The majority said there was no need for an immediate interest rate increase because “there was value in waiting for more information” on the effects of ending furlough in the labour market and to reflect a “moderation in demand” which might persist amid pressures on household incomes.
Higher inflation “was still most likely to prove transitory”, according to the majority, “leading to a one-off increase in consumer prices rather than persistently higher inflation rates”, and they worried about the costs of a small increase in interest rates.
But in a bid not to be seen to have misled markets, the whole committee reiterated the message that interest rates were soon likely to rise.
“Provided the incoming data, particularly on the labour market, were broadly in line with the central projections in the November monetary policy report, it would be necessary over coming months to increase Bank Rate in order to return CPI inflation sustainably to the 2 per cent target,” the MPC said in a statement.
With its inflation forecast, the MPC signalled that interest rates would need to move to a close to 1 per cent over the course of the next year.
The inflation forecast remained well above the committee’s target for three years when it based the figures on interest rates remaining at the current rate of 0.1 per cent, while it fell back to just below target when the BoE assumed interest rates rose to 1 per cent by the end of 2022.

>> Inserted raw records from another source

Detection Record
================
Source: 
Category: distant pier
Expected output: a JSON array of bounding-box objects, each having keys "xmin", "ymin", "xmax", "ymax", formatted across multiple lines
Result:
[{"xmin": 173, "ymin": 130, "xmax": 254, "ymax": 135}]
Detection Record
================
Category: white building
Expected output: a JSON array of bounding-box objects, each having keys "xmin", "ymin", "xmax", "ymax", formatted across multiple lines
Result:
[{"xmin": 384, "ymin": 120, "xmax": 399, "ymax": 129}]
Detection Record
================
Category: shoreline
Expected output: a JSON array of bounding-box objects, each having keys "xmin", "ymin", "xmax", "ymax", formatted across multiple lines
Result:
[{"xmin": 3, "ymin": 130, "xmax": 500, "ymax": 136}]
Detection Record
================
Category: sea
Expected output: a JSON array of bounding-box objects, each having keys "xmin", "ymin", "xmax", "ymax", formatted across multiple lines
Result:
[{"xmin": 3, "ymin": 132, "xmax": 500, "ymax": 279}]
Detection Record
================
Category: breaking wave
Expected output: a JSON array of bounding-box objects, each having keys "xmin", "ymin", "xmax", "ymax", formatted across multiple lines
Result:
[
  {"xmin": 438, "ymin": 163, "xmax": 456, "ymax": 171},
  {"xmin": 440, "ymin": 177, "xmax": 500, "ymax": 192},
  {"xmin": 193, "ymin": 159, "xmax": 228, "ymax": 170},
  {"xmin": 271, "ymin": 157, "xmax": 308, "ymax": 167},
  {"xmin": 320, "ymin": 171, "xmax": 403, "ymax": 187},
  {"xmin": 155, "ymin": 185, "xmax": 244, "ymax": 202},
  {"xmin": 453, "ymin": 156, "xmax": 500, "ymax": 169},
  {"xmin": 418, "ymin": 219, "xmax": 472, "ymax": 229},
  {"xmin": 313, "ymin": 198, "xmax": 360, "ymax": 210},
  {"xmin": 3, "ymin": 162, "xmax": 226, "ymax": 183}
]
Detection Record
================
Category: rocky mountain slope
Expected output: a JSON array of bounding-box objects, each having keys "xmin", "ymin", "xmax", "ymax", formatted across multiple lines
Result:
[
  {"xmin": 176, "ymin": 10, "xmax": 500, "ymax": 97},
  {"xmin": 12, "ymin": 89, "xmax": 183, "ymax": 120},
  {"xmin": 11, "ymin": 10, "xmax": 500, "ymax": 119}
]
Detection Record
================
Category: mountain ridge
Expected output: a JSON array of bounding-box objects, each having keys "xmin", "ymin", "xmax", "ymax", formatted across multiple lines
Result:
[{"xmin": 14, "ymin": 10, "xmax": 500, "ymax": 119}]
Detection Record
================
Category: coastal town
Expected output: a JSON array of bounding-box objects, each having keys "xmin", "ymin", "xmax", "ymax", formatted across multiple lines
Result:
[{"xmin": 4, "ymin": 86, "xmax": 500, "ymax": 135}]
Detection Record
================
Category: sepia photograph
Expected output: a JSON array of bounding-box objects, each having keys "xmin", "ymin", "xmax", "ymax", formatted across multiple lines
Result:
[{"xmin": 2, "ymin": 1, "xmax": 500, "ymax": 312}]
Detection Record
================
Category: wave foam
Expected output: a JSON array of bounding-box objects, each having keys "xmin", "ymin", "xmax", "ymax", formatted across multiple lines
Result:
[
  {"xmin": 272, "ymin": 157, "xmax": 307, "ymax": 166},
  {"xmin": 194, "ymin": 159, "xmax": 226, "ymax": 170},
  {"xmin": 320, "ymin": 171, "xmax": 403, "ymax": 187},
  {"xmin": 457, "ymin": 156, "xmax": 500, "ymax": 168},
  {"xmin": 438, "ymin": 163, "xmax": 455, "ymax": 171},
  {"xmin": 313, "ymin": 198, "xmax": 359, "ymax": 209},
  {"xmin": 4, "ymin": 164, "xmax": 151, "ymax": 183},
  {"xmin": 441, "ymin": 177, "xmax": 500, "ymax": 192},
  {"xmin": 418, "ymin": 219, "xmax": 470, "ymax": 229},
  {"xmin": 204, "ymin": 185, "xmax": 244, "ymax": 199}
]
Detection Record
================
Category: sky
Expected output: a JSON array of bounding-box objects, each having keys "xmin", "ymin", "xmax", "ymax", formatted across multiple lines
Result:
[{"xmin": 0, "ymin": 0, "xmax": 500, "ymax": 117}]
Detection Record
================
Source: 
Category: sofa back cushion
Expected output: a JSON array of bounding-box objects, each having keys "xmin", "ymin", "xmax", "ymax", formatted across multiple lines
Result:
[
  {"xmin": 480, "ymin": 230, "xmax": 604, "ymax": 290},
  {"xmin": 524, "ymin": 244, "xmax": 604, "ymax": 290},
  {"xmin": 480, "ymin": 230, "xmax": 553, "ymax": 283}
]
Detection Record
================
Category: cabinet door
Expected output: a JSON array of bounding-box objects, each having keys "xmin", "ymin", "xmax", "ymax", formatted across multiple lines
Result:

The committee expected supply chain disruption to persist to the end of next year and energy prices to rise further, pushing inflation up to 5 per cent in April before falling back. But it did not expect inflation to fall below 3 per cent until the spring of 2023, leaving an uncomfortably long period of inflation well above target.
This long spell of high inflation prompted two members of the MPC — Michael Saunders and Sir Dave Ramsden — to vote for interest rates to rise to 0.25 per cent and quantitative easing to end immediately. They judged “inflation was likely to remain above the 2 per cent target in the medium term”, with greater pass through of higher costs to prices and risks the BoE would have to raise interest rates further in future to tame price rises.
A rate rise now, they said, “would demonstrate the committee’s commitment to returning inflation to target in the medium term and help to ensure that medium-term inflation expectations remained well anchored”.
Catherine Mann joined the two dissenters in voting to end quantitative easing immediately.